1) Microdeletion of 19p13.2
2) Microduplication of 19p13.2
3) 19p13.3 microdeletions
4) 19p13.13 microdup/del syndrome
5) 19q13.11 microdeletion
Give the name of the gene, its position and three clinical features associated with Myotonic dystrophy, type 1.
DMPK 19q13.32 expressed in skeletal muscle.
CTG expansion
myotonia, muscular dystrophy, cataracts, hypogonadism, frontal balding and ECG changes
Give the name of the gene, its position and three clinical features associated with CADASIL.
NOTCH3 - 19p13.12 (AD)
Cerebral arteriopathy with subcortical infarcts and leukoencephalopathy 1
1) Progressive dementia
2) Mood disorders
3) Migraine
4) Recurrent subcortical cerebral infarctions
Which gene is associated with SCA6, give some clinical features of the disorder.
CACNA1A at 19p13.13. CAG expansion (19+ repeats)
- Cerebellar ataxia
- Dysarthria
- Dysphagia
- Cerebellar atrophy
- Hemiplegic migraine in some patients
- Selective loss of cerebellar Purkinje cells
Gaze-evoked nystagmus - Impaired smooth pursuit
- Abnormal vestibuloocular reflex (VOR)
Which gene is associated with Diamond-Blackfan anaemia give some clinical features of the disorder.
Disorder can be caused by mutations in 70 ribosomal protein genes.
RPS19q13.2 (AD) associated with 25% of cases.
Fatigue Weakness Abnormally pale appearance Webbed neck Short statue Eye problems Increase risk of AML and osteosarcoma
What are some of the features of Peutz-Jeghers syndrome.
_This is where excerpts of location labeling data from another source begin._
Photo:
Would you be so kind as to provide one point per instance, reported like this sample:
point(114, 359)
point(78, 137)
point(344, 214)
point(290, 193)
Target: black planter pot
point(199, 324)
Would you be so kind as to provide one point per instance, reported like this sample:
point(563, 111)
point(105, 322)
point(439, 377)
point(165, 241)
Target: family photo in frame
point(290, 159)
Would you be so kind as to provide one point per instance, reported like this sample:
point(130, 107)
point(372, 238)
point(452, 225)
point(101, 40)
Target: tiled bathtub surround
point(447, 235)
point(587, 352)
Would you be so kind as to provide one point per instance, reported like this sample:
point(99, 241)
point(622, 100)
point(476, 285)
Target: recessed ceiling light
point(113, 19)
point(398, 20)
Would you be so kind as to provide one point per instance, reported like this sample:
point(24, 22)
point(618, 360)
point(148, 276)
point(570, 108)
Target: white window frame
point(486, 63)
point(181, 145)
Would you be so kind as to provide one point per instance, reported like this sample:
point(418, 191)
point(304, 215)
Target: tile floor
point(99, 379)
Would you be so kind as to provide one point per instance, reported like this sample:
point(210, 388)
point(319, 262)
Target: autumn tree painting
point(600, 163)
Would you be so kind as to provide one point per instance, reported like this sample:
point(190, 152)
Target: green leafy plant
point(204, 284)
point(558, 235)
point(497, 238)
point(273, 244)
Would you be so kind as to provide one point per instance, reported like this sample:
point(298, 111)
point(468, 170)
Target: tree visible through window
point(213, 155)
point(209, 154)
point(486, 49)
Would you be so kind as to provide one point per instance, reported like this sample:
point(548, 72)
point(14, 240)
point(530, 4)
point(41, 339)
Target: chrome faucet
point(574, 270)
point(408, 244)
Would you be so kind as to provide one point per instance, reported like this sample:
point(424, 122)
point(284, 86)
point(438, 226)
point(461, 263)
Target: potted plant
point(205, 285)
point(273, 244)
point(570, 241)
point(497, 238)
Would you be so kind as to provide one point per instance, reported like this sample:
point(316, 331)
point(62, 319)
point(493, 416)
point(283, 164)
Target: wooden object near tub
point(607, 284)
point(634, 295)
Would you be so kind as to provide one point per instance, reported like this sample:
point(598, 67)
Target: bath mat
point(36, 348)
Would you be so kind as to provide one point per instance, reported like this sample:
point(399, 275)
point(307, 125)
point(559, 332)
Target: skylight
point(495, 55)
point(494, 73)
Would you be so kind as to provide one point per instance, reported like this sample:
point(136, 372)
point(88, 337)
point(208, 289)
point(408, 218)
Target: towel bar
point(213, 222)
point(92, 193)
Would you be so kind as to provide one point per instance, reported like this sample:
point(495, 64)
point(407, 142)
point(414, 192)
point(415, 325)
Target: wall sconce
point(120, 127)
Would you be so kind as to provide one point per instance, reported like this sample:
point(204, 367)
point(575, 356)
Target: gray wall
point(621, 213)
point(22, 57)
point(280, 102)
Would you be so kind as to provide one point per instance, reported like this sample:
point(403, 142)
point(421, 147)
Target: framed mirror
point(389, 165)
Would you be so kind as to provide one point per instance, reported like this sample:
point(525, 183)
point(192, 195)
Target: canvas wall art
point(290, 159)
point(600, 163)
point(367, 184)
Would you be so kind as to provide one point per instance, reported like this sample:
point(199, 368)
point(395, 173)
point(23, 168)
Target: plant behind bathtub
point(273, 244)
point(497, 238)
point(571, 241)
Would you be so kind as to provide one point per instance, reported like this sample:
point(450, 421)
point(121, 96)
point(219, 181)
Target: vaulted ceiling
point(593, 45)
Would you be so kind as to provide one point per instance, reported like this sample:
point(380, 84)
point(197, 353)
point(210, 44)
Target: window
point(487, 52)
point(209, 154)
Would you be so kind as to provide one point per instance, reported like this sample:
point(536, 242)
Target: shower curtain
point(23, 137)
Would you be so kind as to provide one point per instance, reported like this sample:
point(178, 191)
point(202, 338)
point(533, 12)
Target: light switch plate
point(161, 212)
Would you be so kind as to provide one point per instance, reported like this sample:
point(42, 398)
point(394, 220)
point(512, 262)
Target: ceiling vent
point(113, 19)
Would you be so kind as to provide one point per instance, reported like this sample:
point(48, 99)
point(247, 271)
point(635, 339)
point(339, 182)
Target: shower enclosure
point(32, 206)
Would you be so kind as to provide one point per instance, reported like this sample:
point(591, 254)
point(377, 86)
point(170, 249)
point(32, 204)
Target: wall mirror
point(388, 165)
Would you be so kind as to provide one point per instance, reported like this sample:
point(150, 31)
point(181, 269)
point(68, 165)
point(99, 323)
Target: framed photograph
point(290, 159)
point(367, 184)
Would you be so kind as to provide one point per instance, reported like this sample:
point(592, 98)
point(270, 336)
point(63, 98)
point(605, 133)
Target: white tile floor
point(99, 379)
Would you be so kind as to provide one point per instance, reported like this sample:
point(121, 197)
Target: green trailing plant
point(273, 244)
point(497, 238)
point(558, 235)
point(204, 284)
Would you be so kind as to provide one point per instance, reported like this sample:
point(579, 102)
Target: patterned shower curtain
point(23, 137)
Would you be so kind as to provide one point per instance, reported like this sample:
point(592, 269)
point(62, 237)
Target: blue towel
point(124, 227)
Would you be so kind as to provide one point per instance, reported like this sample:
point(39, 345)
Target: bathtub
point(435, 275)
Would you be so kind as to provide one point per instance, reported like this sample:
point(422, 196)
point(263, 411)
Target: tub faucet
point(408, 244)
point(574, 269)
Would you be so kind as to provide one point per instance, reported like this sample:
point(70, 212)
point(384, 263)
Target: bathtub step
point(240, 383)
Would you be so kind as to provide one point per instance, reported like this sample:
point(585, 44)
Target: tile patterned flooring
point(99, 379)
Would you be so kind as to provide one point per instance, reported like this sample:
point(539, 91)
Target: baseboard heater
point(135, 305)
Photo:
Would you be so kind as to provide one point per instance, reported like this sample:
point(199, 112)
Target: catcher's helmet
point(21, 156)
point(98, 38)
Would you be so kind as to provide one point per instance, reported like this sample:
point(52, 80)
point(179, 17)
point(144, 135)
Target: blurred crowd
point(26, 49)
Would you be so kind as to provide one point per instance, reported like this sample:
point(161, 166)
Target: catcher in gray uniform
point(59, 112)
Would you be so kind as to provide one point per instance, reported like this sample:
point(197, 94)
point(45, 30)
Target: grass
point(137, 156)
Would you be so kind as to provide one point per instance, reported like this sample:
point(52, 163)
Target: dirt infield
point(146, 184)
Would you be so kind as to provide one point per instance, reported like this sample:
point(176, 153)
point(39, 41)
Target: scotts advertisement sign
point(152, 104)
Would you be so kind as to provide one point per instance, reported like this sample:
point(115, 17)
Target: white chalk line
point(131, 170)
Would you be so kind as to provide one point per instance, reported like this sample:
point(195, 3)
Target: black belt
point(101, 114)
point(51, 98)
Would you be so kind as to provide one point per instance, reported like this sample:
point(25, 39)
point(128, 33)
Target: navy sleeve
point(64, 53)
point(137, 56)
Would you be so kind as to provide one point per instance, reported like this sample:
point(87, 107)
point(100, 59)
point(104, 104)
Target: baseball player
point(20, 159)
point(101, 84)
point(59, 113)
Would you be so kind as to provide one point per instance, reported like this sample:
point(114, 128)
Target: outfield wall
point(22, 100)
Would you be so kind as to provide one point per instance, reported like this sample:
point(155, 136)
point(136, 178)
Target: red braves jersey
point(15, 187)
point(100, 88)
What gene is this disorder associated with?
Tumour suppressor gene STK11 at 19p13.3
Characterised by the development of benign hamartomatous polyps in GI tract and hyperpigmented macules on lips and oral mucosa. Increased cancer predisposition
Give three clinical features of 19p13.2 microdeletion? What other names is this deletion now recognized by? What is the critical gene?
Typically 0.18Mb-3.4Mb (7-96gene). Candidate gene NFIZ
Also known as Sotos syndrome 2 or Malan syndrome.
1) Macrocephaly
2) Tall stature
3) Delayed delopment of speech and motor skills
4) Moderate ID
5) Seizures
6) Feeding and digestive difficulties
7) Eye abnormalities
What are the features of a microduplication of 19p13.2?
Causes Sotos syndrome-like phenotype. Alters gene expression
1) Variable neuro-cognitive disability
2) Overgrowth
3) Facial dysmorphism similar to Sotos
What are the features of a microdeletion/duplication at 19p13.13
Deletion: developmental delay, overgrowht, macrocephaly with frontal bossing, opthalmalgic and GI findings
Duplication: growth delay and microcephaly.
Smalest region of overalp ~300kb inc 16 genes. Candidates for phenotype include MAST1, NFIX and CALR.
What are the features of a microdeletion at 19q13.11
1) Growth deficiency
2) Microcephaly
3) ID
4) Ectodermal anomalies
5) Genital malformations in males
6) Developmental delay
7) Speech disturbances
Deletion includes 5 genes, inc four zinc-fingers
What phenotype is associated with WIPT1 deletion?
can sometimes be part of larger 19q13.11 deletions. Wilms tumour interacting protein (WIPT1) gene results in hypospadius and is a candidate gene for this genital abnormality, given its WT1 interaction.
Haploinsufficency suggested as underlying mechanism.